A BR-354 corta o Alto Paranaíba e liga a região a municípios do Centro-Oeste mineiro. O ponto citado na ocorrência fica entre o trevo de Arapuá, na entrada da cidade, e o distrito de Chaves, em Rio Paranaíba. É uma faixa de rodovia cercada por área rural, com lavoura de café e pastagem dos dois lados.

É a mesma região de um acidente registrado em 30 de agosto no distrito de Chaves, que deixou um morto e dois feridos. Rio Paranaíba e Arapuá ficam no Alto Paranaíba, a mesma região de Patrocínio, e o trecho da ocorrência liga as duas cidades.

Zona rural de Arapuá às margens da BR-354, trecho onde a ossada humana foi localizada
Zona rural de Arapuá, no trecho em que a BR-354 segue para o distrito de Chaves, em Rio Paranaíba. Foto de arquivo: Tiago Firmino Boaventura/Wikimedia Commons (CC BY 3.0).

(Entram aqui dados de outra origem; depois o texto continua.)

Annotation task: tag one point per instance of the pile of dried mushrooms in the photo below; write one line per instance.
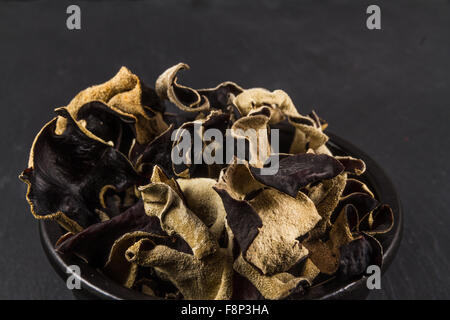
(102, 169)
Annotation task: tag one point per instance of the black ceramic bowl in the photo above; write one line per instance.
(95, 285)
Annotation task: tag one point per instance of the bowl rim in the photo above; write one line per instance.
(95, 284)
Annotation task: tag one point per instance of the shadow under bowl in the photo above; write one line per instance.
(95, 285)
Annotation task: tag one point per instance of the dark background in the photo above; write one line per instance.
(386, 90)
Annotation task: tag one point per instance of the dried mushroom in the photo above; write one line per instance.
(217, 224)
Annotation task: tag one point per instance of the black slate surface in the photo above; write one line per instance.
(387, 91)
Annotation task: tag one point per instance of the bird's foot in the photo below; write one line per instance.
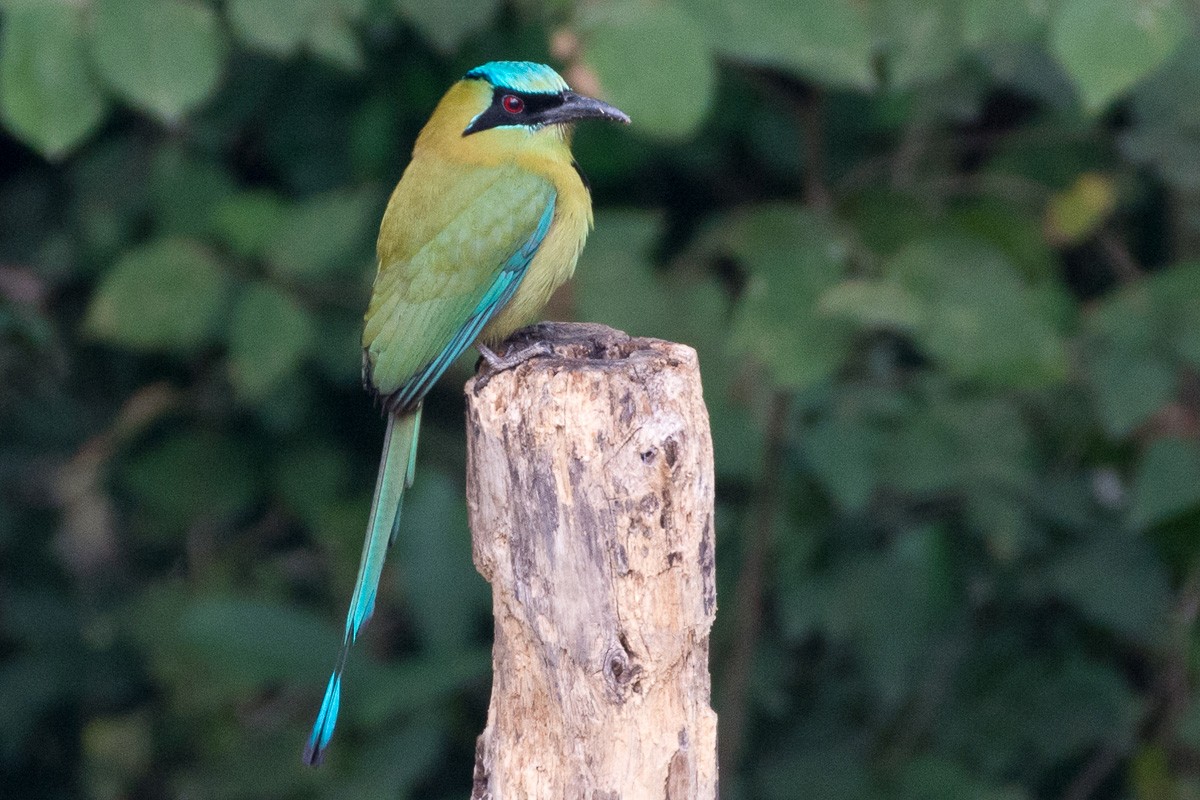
(498, 364)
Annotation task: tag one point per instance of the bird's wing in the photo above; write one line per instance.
(454, 247)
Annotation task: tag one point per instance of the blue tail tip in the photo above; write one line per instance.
(323, 729)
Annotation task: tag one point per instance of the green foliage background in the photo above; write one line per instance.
(940, 258)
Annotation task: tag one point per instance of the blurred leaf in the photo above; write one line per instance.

Como a perícia trabalha uma ossada humana

Quando um corpo chega em estágio que não permite identificação por impressão digital, documento ou característica física, o caso vai para o Serviço de Antropologia Forense da Polícia Civil. O trabalho é descrito pela própria instituição em quatro etapas: confirmar que os ossos são de origem humana, montar o perfil antropológico da pessoa (sexo, estatura aproximada, faixa etária, sinais de doença ou de fratura antiga), buscar a causa da morte e chegar ao reconhecimento.

Uma ossada humana raramente é identificada de imediato. O caminho mais comum é a arcada dentária, comparada com prontuário odontológico, e o exame de DNA, confrontado com material genético de familiares que registraram o desaparecimento. Esse confronto é feito na rede nacional de bancos de perfis genéticos, e depende de existir, do outro lado, uma família que procurou a polícia.

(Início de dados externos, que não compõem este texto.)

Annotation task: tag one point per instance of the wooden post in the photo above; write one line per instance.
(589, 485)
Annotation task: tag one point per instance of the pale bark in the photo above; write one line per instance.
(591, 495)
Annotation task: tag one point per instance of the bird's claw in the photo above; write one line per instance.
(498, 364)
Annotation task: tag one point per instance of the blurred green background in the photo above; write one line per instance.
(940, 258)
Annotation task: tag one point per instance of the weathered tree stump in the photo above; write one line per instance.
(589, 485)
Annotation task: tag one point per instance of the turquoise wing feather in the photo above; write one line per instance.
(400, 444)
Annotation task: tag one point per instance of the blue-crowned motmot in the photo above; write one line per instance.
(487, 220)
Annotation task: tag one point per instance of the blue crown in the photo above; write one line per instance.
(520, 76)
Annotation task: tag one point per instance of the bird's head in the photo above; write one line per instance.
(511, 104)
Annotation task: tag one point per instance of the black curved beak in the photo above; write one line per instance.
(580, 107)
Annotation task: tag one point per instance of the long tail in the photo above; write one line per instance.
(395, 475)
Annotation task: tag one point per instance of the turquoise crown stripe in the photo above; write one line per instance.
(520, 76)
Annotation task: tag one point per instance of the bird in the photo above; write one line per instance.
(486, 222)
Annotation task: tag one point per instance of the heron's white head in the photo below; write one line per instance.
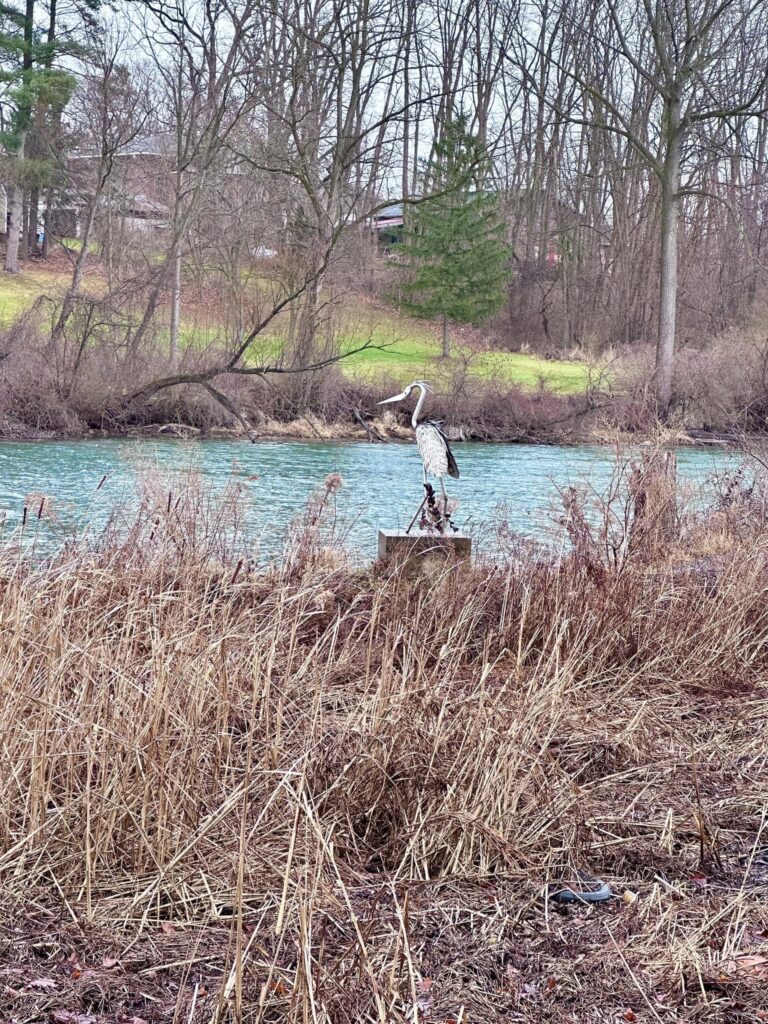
(403, 394)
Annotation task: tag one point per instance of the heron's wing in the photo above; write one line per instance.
(453, 468)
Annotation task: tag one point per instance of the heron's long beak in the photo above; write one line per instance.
(396, 397)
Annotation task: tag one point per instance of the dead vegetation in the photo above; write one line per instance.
(325, 794)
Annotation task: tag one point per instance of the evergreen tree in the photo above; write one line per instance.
(454, 247)
(33, 86)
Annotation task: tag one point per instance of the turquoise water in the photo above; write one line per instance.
(85, 480)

No interior de Minas, os exames ficam concentrados nos Postos Médico-Legais regionais. Para o Alto Paranaíba, a referência é Patos de Minas, e foi por isso que a ocorrência de Rio Paranaíba seguiu para lá.

Onde buscar ajuda

Quem tem um parente ou conhecido desaparecido não precisa esperar 24 horas para registrar o caso. O boletim de ocorrência pode ser feito na delegacia de Polícia Civil mais próxima ou pela Delegacia Virtual, e é ele que permite à polícia comparar dados de desaparecidos com achados como o deste domingo. Fotos recentes, informação sobre roupas, sinais particulares, cicatrizes e o nome do dentista da pessoa ajudam diretamente nessa comparação.

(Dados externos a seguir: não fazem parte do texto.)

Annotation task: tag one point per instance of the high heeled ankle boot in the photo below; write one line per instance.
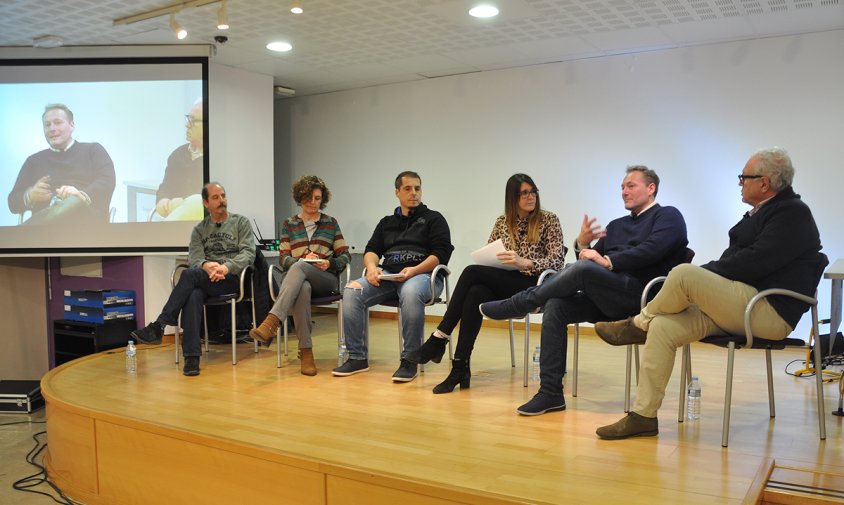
(460, 374)
(432, 350)
(266, 332)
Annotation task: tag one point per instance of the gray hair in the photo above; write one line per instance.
(775, 164)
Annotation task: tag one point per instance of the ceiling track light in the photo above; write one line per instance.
(173, 8)
(223, 17)
(178, 29)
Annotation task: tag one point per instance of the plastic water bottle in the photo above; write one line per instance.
(131, 358)
(694, 400)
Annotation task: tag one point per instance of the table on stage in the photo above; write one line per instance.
(835, 273)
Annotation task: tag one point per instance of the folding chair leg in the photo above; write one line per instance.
(728, 393)
(286, 333)
(636, 354)
(627, 368)
(234, 334)
(771, 406)
(685, 362)
(527, 349)
(574, 358)
(512, 345)
(205, 327)
(819, 377)
(341, 340)
(278, 337)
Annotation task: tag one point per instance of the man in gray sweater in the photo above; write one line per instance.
(221, 246)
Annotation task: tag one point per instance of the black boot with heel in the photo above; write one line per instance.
(460, 374)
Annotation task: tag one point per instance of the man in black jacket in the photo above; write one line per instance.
(776, 244)
(412, 241)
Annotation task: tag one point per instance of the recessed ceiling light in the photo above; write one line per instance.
(281, 47)
(483, 11)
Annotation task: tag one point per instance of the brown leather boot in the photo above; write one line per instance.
(266, 332)
(308, 367)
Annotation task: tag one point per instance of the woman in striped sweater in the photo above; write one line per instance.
(312, 253)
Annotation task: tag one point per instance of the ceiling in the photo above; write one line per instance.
(347, 44)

Informações que possam ajudar a identificar a ossada humana encontrada na BR-354 podem ser repassadas ao Disque Denúncia Unificado, no 181, que recebe denúncia anônima em Minas Gerais, ou diretamente à Polícia Civil de Patos de Minas. Em situação de emergência, o número é o 190.

Em agosto, um corpo encontrado em Perdizes passou pelo mesmo caminho: achado sem identificação, perícia e comparação com registro de desaparecimento. A Folha atualiza esta reportagem quando a Polícia Civil divulgar o resultado dos exames sobre a ossada humana de Rio Paranaíba.